I was going to start a new thread about white bass but I think I'll just jump in this thread and ask away. Okay guys, I got a situation for you guys, and let me know if this sounds normal to you on white bass. Last year I fished as typical from spring to fall, and I'd say specifically from May to September I had quite a bit of luck with catching white bass. Here's the weird thing, or at least I think its wierd, I was targetting catfish and bullheads, fishing from shore, casting about 70 yards out, and I'm guessing about 15 or 20 foot of water. Fishing for cats and bullies I was fishing at night and from the bottom. My question is this, do schools of white bass usually hang out that low or is that just right for them, and do they usually hang out that far from the top no matter how shallow or deep the water is?


----------



## njsimonson

Almost all the white bass I have ever caught have come within 5 feet of the surface. I pick the occasional silver up when trolling, but those are usually younger fish and not very big.

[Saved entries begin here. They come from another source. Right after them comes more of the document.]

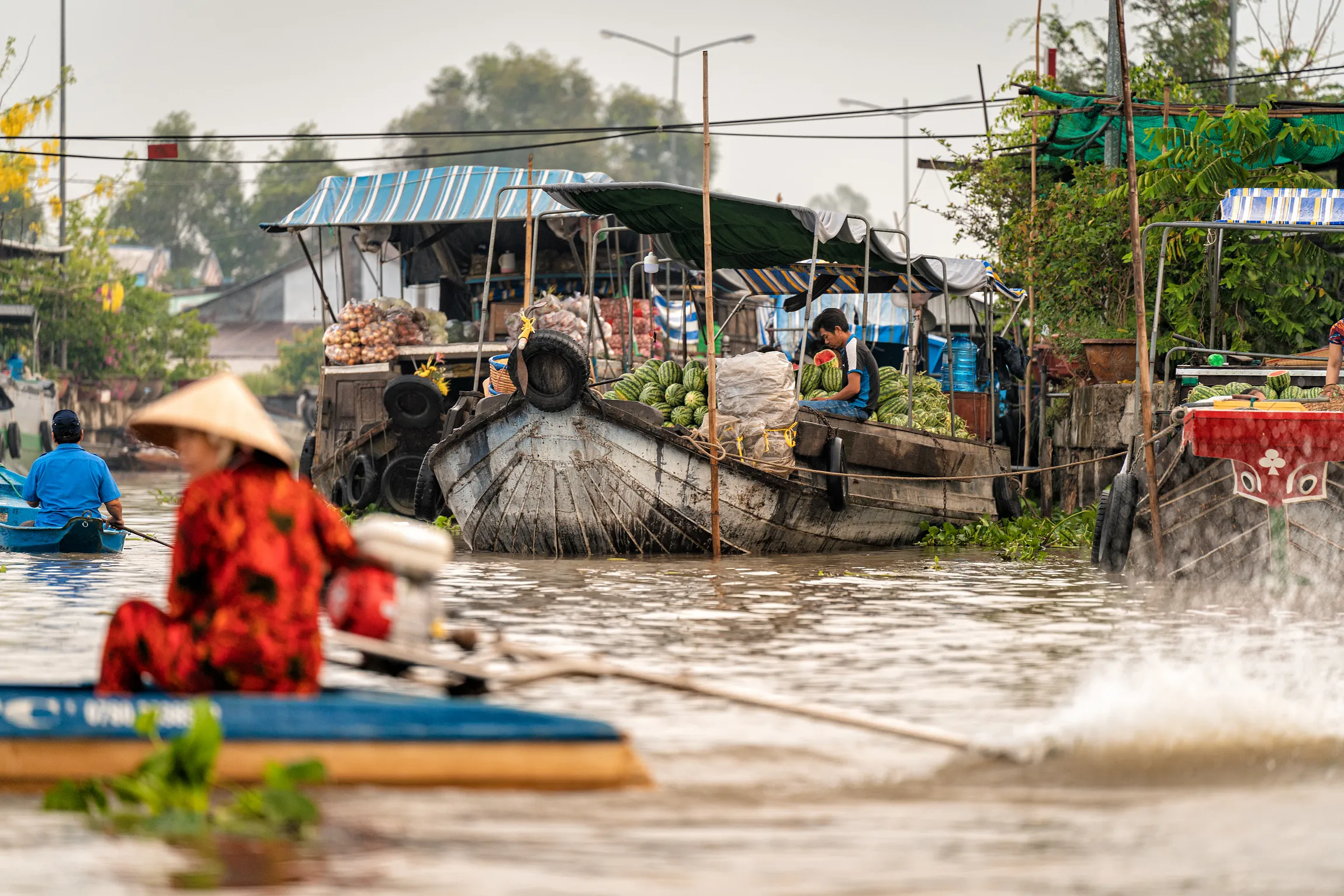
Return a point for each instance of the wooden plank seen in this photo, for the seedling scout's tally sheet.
(549, 765)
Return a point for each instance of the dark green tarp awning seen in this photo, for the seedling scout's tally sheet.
(1078, 132)
(754, 233)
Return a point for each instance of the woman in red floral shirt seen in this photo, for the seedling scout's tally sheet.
(252, 553)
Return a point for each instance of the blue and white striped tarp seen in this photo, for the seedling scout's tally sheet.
(668, 317)
(1283, 206)
(429, 195)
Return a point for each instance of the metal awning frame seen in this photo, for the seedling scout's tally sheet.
(1214, 226)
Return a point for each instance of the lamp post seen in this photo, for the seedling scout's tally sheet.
(905, 132)
(677, 53)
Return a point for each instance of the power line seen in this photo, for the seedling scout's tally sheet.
(523, 132)
(483, 150)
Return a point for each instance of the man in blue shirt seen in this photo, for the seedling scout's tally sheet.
(69, 481)
(859, 397)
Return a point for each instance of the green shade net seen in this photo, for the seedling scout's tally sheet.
(1081, 136)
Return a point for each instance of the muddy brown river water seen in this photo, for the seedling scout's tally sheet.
(1174, 741)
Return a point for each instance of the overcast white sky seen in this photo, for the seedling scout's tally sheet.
(265, 66)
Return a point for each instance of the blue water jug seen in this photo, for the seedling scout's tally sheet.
(964, 355)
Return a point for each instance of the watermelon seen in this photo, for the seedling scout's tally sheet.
(832, 379)
(668, 374)
(694, 379)
(628, 387)
(811, 378)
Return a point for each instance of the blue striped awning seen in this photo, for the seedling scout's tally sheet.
(427, 196)
(1283, 206)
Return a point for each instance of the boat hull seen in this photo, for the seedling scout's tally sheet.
(81, 535)
(1213, 534)
(47, 734)
(594, 478)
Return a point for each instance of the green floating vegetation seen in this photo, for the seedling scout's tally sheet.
(1024, 539)
(169, 793)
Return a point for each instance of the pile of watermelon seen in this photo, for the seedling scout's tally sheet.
(823, 378)
(1279, 384)
(678, 393)
(930, 405)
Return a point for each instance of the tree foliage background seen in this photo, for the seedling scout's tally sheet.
(1277, 292)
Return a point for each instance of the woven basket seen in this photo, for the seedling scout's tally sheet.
(499, 375)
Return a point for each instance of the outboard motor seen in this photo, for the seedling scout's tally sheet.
(393, 601)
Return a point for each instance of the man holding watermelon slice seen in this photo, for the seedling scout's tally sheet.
(857, 395)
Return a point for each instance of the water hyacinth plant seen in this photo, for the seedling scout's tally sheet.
(1026, 538)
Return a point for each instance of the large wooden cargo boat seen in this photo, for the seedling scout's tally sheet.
(608, 477)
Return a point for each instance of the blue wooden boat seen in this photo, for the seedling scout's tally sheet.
(53, 732)
(81, 535)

I have never experienced much of a night bite for silvers, most of the time it was a nice 2 hour window, from just before sundown until night set in, then they were gone.

I had one incredible summer on Ashtabula, where me, my dad, my brother or me or some buddies would go out and just catch and release 'em by the hundreds in an hour or so. Also did well below Baldhill Dam back in the day, but...those days are gone now.


----------



## WhakGreenie03

i ended up catching a whopper white bass out of there. It was 3lbs 10 oz. i didnt even know that it was a whopper till i came home and looked it up. Caught that at sunstroms followed by 6 nice walleyes and a couple snot rockets. All at sundown on christmas break


----------



## rockinmichigan

Do you guys happen to know what the state record there in North Dakota is? I'll have to look it up for Michigan. I read online somewhere that they can get up to a foot and a half long, which I thought was unbelievable because most of the bigger ones I've caught were in the 6-8 inch range. I do like catching them though, they definately tug on the line pretty good.


----------



## njsimonson

Rock -

Oh yeah, they get that big. I've caught lots of them in the 14-18" range.

State Record is 4 lbs. 8 oz, takes a 3-pounder to get in the whopper club.


----------



## rockinmichigan

To be honest, I think at first glance that sheephead and white bass look alike. Takes me a second look sometimes to tell the difference. Not too hard to tell, sometimes first glance tells me its a sheephead but its really a white bass. I've caught so many sheephead over the years, and a ton of white bass the last couple years, you'd think I could tell the difference right off the crack of the bat, with the hump on the sheephead's back and the sharper dorsal fin on a white bass.


----------